Bukan sekali dua kali, Ridwan mendapati keropak-nya kosong melompong. Tak ada satu pun siswa yang memasukkan uang ke sana. Nombok, tentu saja.
Beruntung, kehidupan rumah tangga Ridwan berjalan harmonis. Kesulitan yang datang silih berganti tak menggoyahkan bahtera tersebut.
Sebagai gambaran, Ridwan berpindah kontrakan sebanyak enam kali sejak pertama mendirikan KPM. Dia memilih pindah kontrakan bila tak punya biaya untuk memperpanjang sewa.
Akhirnya, Ridwan membawa istri dan tiga anak mereka ke rumah orangtuanya di Ciomas, Bogor, Jawa Barat. "Sebenarnya yang lebih pantas dapat penghargaan itu ibu saya atau istri saya," ujar dia.
Ridwan pun bercerita lagi. Pada suatu ketika dia sangat terdesak kebutuhan keluarga. Uang yang dia miliki tak seberapa. Beberapa ikat singkong menjadi solusi untuk mengisi perut keluarga ini.
"Saya bilang sama istri saya, hidup dengan saya itu tegang. Kadang-kadang harus siap jual motor atau jual rumah," ucap Ridwan. Meski begitu, dia bertekad melanjutkan apa yang sudah di lakoni lebih dari satu dasawarsa.
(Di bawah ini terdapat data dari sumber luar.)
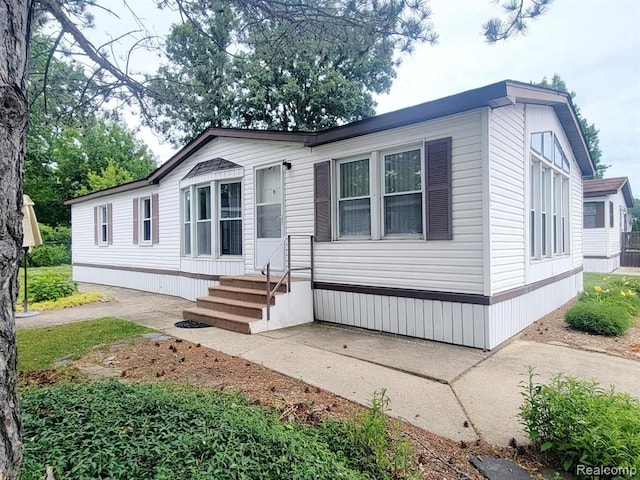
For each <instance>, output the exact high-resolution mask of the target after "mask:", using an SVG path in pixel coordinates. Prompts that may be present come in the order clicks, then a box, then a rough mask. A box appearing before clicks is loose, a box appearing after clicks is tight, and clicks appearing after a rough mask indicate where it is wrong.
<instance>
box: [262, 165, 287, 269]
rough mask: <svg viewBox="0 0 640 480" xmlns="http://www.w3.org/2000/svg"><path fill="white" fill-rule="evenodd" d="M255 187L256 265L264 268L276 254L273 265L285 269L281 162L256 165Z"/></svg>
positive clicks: (272, 268) (273, 268)
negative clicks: (282, 227)
mask: <svg viewBox="0 0 640 480" xmlns="http://www.w3.org/2000/svg"><path fill="white" fill-rule="evenodd" d="M255 188H256V192H255V198H256V221H255V225H256V231H255V235H256V254H255V267H256V269H257V270H260V269H262V267H264V265H265V263H266V262H267V261H268V260H269V257H270V256H271V255H272V254H273V256H272V257H271V269H272V270H281V271H282V270H284V245H282V235H283V233H282V230H283V229H282V216H283V215H282V213H283V211H284V208H283V204H282V199H283V195H282V166H281V165H273V166H271V167H265V168H258V169H256V171H255ZM274 252H275V253H274Z"/></svg>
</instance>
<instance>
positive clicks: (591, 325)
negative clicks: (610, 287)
mask: <svg viewBox="0 0 640 480" xmlns="http://www.w3.org/2000/svg"><path fill="white" fill-rule="evenodd" d="M565 321H566V322H567V323H568V324H569V325H571V326H572V327H573V328H575V329H578V330H582V331H585V332H589V333H595V334H597V335H622V334H623V333H624V332H625V331H626V330H627V329H628V328H629V327H630V326H631V315H630V314H629V312H627V310H625V308H624V306H621V305H618V304H615V303H605V302H594V301H589V302H579V303H577V304H576V305H574V306H573V307H571V308H570V309H569V310H567V311H566V313H565Z"/></svg>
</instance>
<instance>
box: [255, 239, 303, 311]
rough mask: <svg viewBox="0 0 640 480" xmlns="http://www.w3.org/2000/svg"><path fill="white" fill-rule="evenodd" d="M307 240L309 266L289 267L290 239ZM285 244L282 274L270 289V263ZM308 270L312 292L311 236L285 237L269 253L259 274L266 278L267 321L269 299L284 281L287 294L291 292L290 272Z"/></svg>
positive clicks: (290, 252) (289, 266)
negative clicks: (275, 247)
mask: <svg viewBox="0 0 640 480" xmlns="http://www.w3.org/2000/svg"><path fill="white" fill-rule="evenodd" d="M294 237H295V238H309V266H308V267H296V268H293V267H291V238H294ZM283 243H284V244H285V246H286V248H287V257H286V258H287V261H286V264H285V269H284V273H283V274H282V276H281V277H280V278H279V280H278V281H277V282H276V285H275V287H273V288H271V261H272V260H273V257H274V256H275V255H276V254H277V253H278V252H279V250H280V247H281V246H282V244H283ZM303 270H309V271H310V272H311V289H312V290H313V235H287V236H286V238H284V239H283V240H282V241H281V242H280V243H278V246H277V247H276V248H275V249H274V250H273V252H271V255H269V258H268V259H267V262H266V263H265V264H264V266H263V267H262V270H261V273H262V275H265V276H266V277H267V282H266V287H267V321H269V320H271V299H272V298H273V296H274V295H275V293H276V292H277V291H278V289H279V288H280V285H282V282H284V279H285V278H286V279H287V293H289V292H291V272H292V271H303Z"/></svg>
Ridwan berharap ada banyak tempat belajar seperti KPM di tempat lain. Tujuannya satu saja, "Memberikan hak yang sama untuk anak-anak Indonesia." Ridwan mengaku tak pernah khawatir mengenai rezeki.
"Ini adalah cara yang saya pilih untuk bersyukur kepada Tuhan," kata Ridwan. "Dengan begitu, tak ada lagi yang perlu dirisaukan." Dia berkeyakinan, Tuhan hadir menemani setiap langkahnya.
"Ibu saya bilang, jadi laki-laki jangan lembek karena kita punya mimpi besar. Dengan beribadah, maka rezeki di langit dan di dalam bumi akan turun dan keluar," tutur Ridwan.